Katherine contempló su imagen en el espejo, como si dudara de su identidad.

—Es verdad que parezco mucho más joven —admitió—. Tenías razón… la ropa ayuda mucho. Sé que parecía mayor de lo que era y no me importaba. ¿Por qué iba a importarme? A nadie le importaba. Y no soy como tú, Ana. Aparentemente naciste sabiendo cómo vivir. Yo de eso no sé nada… ni siquiera el abecedario. Me pregunto si será demasiado tarde para aprender. He sido sarcástica tanto tiempo que no sé si puedo dejar de serlo. El sarcasmo me parecía la única forma de impresionar a la gente. Y me parece, también, que siempre tuve miedo, cuando estaba en compañía de otras personas, de decir alguna tontería o de que se burlaran de mí.

—Katherine Brooke, mírate en ese espejo y llévate contigo esa imagen… una magnífica cabellera enmarcando tu cara, en lugar de estar peinada hacia atrás, ojos brillantes como estrellas oscuras, mejillas levemente sonrosadas de entusiasmo. No sentirás miedo. Vamos, llegaremos tarde, pero por suerte todos los que actúan tienen asientos «preservados», como oí decir a Dora.

Gilbert las llevó al salón. Cuán similar a los viejos tiempos… sólo que ahora Katherine estaba con ella, en lugar de Diana. Ana suspiró. Diana tenía tantos otros intereses, ahora. Las fiestas y conciertos habían terminado para ella.

¡Qué velada! ¡Cuán plateados y sedosos parecían los caminos con un cielo verde pálido en el oeste después de una ligera nevada!
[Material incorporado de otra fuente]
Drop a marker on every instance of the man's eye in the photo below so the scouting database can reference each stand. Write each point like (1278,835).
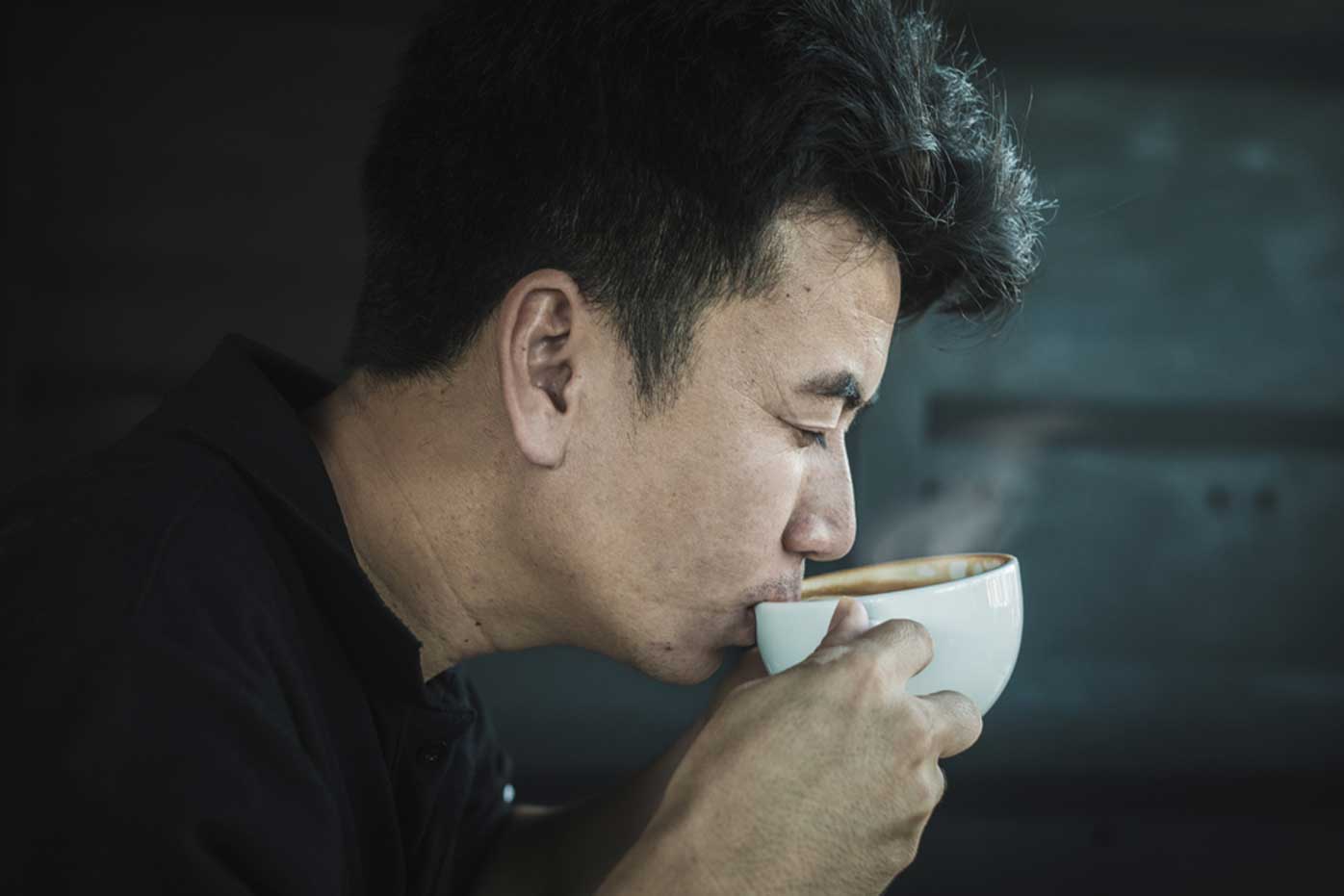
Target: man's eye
(811,437)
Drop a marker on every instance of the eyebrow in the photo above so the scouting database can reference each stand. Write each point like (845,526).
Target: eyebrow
(839,384)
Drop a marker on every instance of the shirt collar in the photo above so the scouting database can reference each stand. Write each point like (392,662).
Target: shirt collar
(245,403)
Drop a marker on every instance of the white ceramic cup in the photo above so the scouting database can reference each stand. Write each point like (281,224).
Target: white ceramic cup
(969,602)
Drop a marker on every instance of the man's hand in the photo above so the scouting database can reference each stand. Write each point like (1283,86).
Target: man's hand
(750,668)
(817,780)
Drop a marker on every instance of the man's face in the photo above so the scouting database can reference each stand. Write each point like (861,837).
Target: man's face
(699,512)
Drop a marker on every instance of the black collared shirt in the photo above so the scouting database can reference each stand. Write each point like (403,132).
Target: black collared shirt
(211,698)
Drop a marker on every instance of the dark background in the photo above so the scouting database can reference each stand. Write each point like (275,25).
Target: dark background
(1159,435)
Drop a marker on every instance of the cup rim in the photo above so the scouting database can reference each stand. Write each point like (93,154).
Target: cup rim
(841,582)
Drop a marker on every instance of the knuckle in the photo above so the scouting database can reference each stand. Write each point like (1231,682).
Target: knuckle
(917,634)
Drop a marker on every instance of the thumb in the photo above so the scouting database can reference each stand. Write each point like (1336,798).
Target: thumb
(848,621)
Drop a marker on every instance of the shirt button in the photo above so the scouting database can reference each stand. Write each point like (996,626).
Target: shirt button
(431,753)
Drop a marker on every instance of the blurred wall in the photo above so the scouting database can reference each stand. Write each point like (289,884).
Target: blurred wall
(1157,435)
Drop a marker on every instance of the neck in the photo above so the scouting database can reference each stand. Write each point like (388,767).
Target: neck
(424,519)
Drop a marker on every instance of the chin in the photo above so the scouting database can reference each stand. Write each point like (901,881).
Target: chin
(683,667)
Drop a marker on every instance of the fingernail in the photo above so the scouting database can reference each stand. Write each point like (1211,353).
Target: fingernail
(837,615)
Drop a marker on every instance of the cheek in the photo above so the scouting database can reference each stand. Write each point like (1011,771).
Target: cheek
(737,501)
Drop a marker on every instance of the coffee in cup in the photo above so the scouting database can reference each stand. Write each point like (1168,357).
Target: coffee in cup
(970,603)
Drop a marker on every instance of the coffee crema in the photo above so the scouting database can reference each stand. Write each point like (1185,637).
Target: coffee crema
(899,576)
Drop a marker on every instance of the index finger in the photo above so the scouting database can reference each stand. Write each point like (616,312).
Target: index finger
(905,645)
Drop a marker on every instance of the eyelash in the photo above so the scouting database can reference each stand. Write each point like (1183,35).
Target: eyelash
(812,435)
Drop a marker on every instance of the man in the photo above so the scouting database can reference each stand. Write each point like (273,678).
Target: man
(633,271)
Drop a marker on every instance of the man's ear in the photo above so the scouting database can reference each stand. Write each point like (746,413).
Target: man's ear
(536,356)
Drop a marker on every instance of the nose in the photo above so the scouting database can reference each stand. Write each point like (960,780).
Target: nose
(823,525)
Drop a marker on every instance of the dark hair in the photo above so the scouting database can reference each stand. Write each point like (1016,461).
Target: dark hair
(648,148)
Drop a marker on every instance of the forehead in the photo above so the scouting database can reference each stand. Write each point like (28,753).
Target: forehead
(834,308)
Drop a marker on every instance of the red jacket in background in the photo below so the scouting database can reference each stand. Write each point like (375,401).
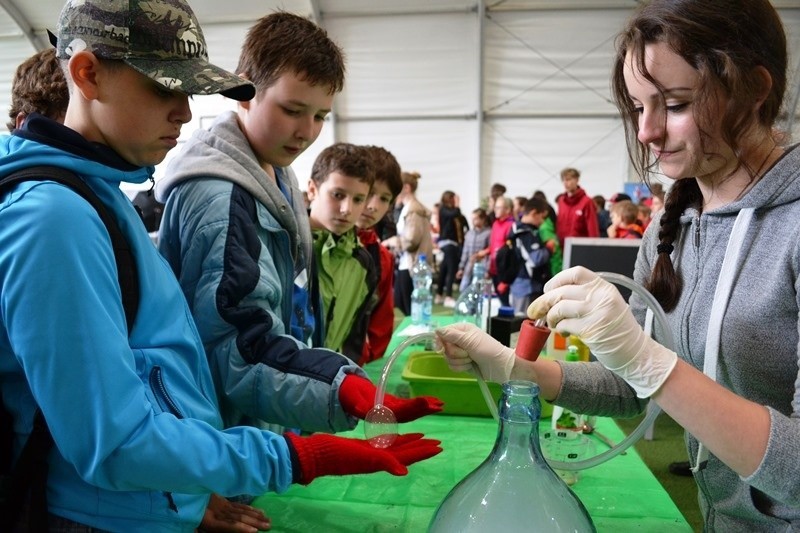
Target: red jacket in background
(577,216)
(497,238)
(381,321)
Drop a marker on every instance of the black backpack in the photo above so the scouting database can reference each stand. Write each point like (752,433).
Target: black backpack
(27,479)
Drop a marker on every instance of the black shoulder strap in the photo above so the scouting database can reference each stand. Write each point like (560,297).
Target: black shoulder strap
(123,255)
(28,478)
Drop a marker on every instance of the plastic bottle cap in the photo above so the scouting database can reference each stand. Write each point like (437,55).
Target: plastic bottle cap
(572,354)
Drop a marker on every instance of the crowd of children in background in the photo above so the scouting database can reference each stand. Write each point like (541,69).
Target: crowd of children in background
(528,224)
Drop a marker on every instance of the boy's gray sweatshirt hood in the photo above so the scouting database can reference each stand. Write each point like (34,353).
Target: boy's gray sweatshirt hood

Orión se abría paso majestuoso por los cielos, y las colinas, los campos y los bosques yacían en perlado silencio.

La lectura de Katherine capturó al público desde el primer renglón, y en la fiesta no le alcanzaron las piezas para todos los que querían bailar con ella. De pronto se encontró riendo sin amargura ni sarcasmo. Luego, otra vez a Tejas Verdes, a calentarse los pies junto al fuego de la sala, a la luz de dos velas amistosas sobre la repisa. La señora Lynde entró en el dormitorio, a pesar de la hora tardía, para preguntarles si querían otra frazada y asegurar a Katherine que su perrito estaba abrigado dentro de una cesta, en la cocina.

«Miro la vida con nuevos ojos», pensó Katherine, soñolienta. «No sabía que había personas como éstas».

—Ven a visitarnos de nuevo —dijo Marilla cuando llegó el momento de partir.

Marilla jamás se lo decía a nadie, a menos que realmente lo deseara.

—Claro que volverá —dijo Ana—. Los fines de semana… y varias semanas durante el verano. Encenderemos fogatas y trabajaremos en el jardín… recogeremos manzanas e iremos a buscar las vacas. Remaremos en el estanque y nos perderemos en el bosque. Quiero enseñarte el jardín de Hester Gray, Katherine, y la Cabaña del Eco y el Prado de Violetas cuando esté lleno de violetas.